Psicología de la inversión
En los mercados financieros, la mayor amenaza rara vez proviene de una crisis externa, una recesión o una burbuja. La verdadera amenaza habita en la mente del propio inversionista. La historia demuestra que el miedo y la codicia son fuerzas mucho más destructivas para el patrimonio que muchos de los impactos económicos históricos.
Cuando los precios de los activos suben de manera repentina, la codicia se disfraza de confianza: el inversionista siente que está “perdiendo la oportunidad” y compra sin evaluar fundamentos. En el extremo opuesto, cuando los precios caen, el miedo se viste de prudencia: vender a cualquier precio parece una salida razonable, incluso si la empresa detrás de la acción conserva intactas sus ventajas competitivas. Ambos impulsos —comprar caro por entusiasmo o vender barato por pánico— nacen de la misma raíz: la incapacidad de controlar las emociones frente a la volatilidad del mercado.
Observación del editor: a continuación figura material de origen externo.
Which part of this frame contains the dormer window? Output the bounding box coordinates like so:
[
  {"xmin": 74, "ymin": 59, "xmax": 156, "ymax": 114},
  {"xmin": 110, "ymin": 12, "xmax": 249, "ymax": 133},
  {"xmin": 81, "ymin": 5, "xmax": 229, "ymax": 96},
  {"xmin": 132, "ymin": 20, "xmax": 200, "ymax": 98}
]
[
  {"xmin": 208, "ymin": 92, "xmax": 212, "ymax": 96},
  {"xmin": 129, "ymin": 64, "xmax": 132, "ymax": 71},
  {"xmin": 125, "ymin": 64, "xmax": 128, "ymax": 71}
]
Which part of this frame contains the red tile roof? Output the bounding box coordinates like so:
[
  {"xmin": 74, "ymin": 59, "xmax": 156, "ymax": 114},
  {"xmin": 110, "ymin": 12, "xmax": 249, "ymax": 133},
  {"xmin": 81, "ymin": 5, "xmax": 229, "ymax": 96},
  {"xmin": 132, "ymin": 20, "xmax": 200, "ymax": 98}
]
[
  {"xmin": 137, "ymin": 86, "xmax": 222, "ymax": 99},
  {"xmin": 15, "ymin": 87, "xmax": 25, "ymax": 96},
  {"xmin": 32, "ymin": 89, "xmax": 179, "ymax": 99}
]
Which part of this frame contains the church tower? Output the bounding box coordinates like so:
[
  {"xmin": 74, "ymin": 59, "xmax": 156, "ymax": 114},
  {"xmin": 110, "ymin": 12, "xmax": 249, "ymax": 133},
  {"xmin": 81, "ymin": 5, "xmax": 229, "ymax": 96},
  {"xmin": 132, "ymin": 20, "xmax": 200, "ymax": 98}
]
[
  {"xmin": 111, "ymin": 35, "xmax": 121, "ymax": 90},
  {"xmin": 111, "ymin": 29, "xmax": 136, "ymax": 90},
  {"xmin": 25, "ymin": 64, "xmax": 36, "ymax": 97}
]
En Grupo Capital tenemos claro que el mercado es un péndulo que oscila entre la euforia y la depresión, y que los inversionistas disciplinados deben aprender a observarlo sin moverse al mismo ritmo. La clave está en recordar que lo que poseemos no son fichas que suben y bajan de precio. Si se tratara de una apuesta a ciegas, especulando sobre esas subidas y bajadas, no habría nada que analizar: bastaría con comprar un activo cualquiera y cruzar los dedos esperando que el próximo comprador esté dispuesto a pagar un precio mayor que el nuestro. Para ese tipo de transacciones no se necesitan conocimientos, experiencia, criterios ni fundamentos; simplemente suerte.
Invertir, en cambio, exige analizar el valor subyacente de un activo, más allá de su precio. Debe tratarse de un negocio que genere valor real por la naturaleza de su actividad. Si logramos identificar un activo que produzca bienes o servicios útiles para la sociedad y, como consecuencia, incremente su valor con el tiempo, entonces, al comprarlo a un precio razonable, será el propio mercado quien, tarde o temprano, reconozca ese valor también en su cotización.
La paciencia, en este sentido, no es una actitud pasiva, sino una estrategia activa. Requiere la disciplina de esperar el momento adecuado para comprar, incluso cuando muchos se precipitan. Requiere también la fortaleza de mantener una inversión sólida aunque los titulares de prensa auguren catástrofe. Y, sobre todo, exige confiar en que el interés compuesto hará su trabajo si no lo interrumpimos con decisiones apresuradas.
Imaginemos dos inversionistas frente a la misma acción. El primero, dominado por la impaciencia, entra y sale en cuestión de semanas, buscando capturar fluctuaciones de corto plazo. El segundo adquiere la acción de una empresa con ventajas competitivas duraderas y la mantiene durante quince años. Aunque ambos parten del mismo punto, sus resultados serán radicalmente distintos: uno habrá gastado tiempo y comisiones persiguiendo ilusiones, mientras que el otro habrá visto cómo su capital crece de manera exponencial.
La diferencia no la hace el mercado, sino la mente del inversionista. La paciencia no garantiza resultados inmediatos, pero sí aumenta de manera considerable la probabilidad de éxito en el largo plazo. Es la virtud que permite a la razón prevalecer sobre la emoción, al criterio sobre el impulso y al verdadero valor sobre el ruido momentáneo.
En Grupo Capital creemos que invertir es, en última instancia, un ejercicio de carácter. La rentabilidad es el resultado; la paciencia y el control emocional son los medios para alcanzarla.